Option A: Tailscale (the right answer for most people)
Tailscale creates a private mesh network between your devices. Your phone, your Pi, and your laptop all act like they're on the same LAN, even when you're on hotel Wi-Fi in another country. No router config, no exposing your Pi to the open internet, no paying for a static IP.
On the Pi:
curl -fsSL https://tailscale.com/install.sh | sh
sudo tailscale up
It'll print a URL. Open it on your laptop, sign in with Google or Microsoft or GitHub, and the Pi joins your "tailnet." Install the Tailscale app on your phone, sign in with the same account, and now http://mediapi:8096 works from anywhere. Free for personal use (up to 100 devices).
This is the recommended approach.
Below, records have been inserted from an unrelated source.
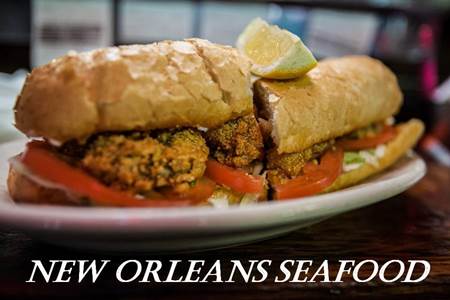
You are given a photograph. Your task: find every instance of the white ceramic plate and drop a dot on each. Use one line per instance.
(194, 228)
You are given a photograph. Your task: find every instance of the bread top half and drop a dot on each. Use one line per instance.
(335, 98)
(190, 83)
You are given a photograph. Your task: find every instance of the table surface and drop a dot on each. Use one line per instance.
(413, 225)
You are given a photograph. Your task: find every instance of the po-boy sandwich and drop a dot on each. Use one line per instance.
(165, 124)
(333, 127)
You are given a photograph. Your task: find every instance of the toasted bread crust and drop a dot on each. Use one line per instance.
(408, 135)
(24, 190)
(337, 97)
(138, 87)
It's secure, it's fast, it doesn't expose anything publicly, and it survives changing IPs.
Option B: Cloudflare Tunnel
If you want a real https://media.yourdomain.com URL with a proper certificate and no Tailscale app required on every client, Cloudflare Tunnels do this without opening any router ports. Requires owning a domain and pointing it at Cloudflare. More setup than Tailscale; worth it if you want frictionless access for non-technical family.
Option C: Port forwarding (don't, unless you really know what you're doing)
You can forward port 8096 on your router to the Pi, optionally with a dynamic DNS service. This exposes Jellyfin directly to the internet, which means: keep it patched religiously, put it behind a reverse proxy with HTTPS (Caddy makes this easy), use strong passwords, and consider fail2ban. If any of those words are unfamiliar, use Tailscale instead.
9. Optional but excellent additions
Automated library management: the *arr stack — Sonarr (TV), Radarr (movies), Prowlarr (indexers), and Bazarr (subtitles) — automates fetching metadata, renaming files into the structure above, and grabbing subtitles in the languages you want. Install via Docker for cleanliness. Be aware that you're responsible for sourcing your own media legally; these tools don't care where files come from.
Hard-drive spindown: if you use a spinning HDD, install hd-idle so it sleeps when idle. Saves power and noise.
Backups: back up /var/lib/jellyfin/ periodically. It contains your library metadata, user accounts, watch history, and settings. Losing it means rescanning everything and starting over — annoying, not catastrophic.
Monitoring: htop shows live CPU/RAM. iotop shows disk I/O. If playback stutters, check both.
A UPS: a small uninterruptible power supply protects the Pi and drive from sudden power loss, which is the most common cause of corrupted SD cards.
10. Common problems and fixes
"Server not found" in the mobile app. You're on cellular, not your home Wi-Fi. Use the IP or set up Tailscale.
Playback stutters or buffers locally. Almost always either (a) hardware transcoding isn't actually engaged — check the dashboard's "active streams" view, which says "Direct Play," "Direct Stream," or "Transcoding," or (b) the Pi is on Wi-Fi. Wire it.
Metadata is wrong or missing. Folder name doesn't match the rules in section 4, or the year is wrong. Right-click the item in Jellyfin → Identify to fix manually.
Drive disappears after a reboot. Power. Either the drive needs its own power brick, or the Pi's power supply isn't supplying enough. Check dmesg | grep -i usb for under-voltage warnings.
Subtitles don't show. Drop a .srt file with the same base name as the video alongside it (Inception (2010).en.srt), or install Bazarr.
External access stopped working. Your home IP changed. This is why Tailscale is recommended — it doesn't care.
You're done
You now have a Netflix-shaped service that costs nothing per month, runs on hardware that fits in a deck of cards, contains exactly what you want it to, and isn't going to remove your favorite show next quarter because of a licensing dispute. Enjoy.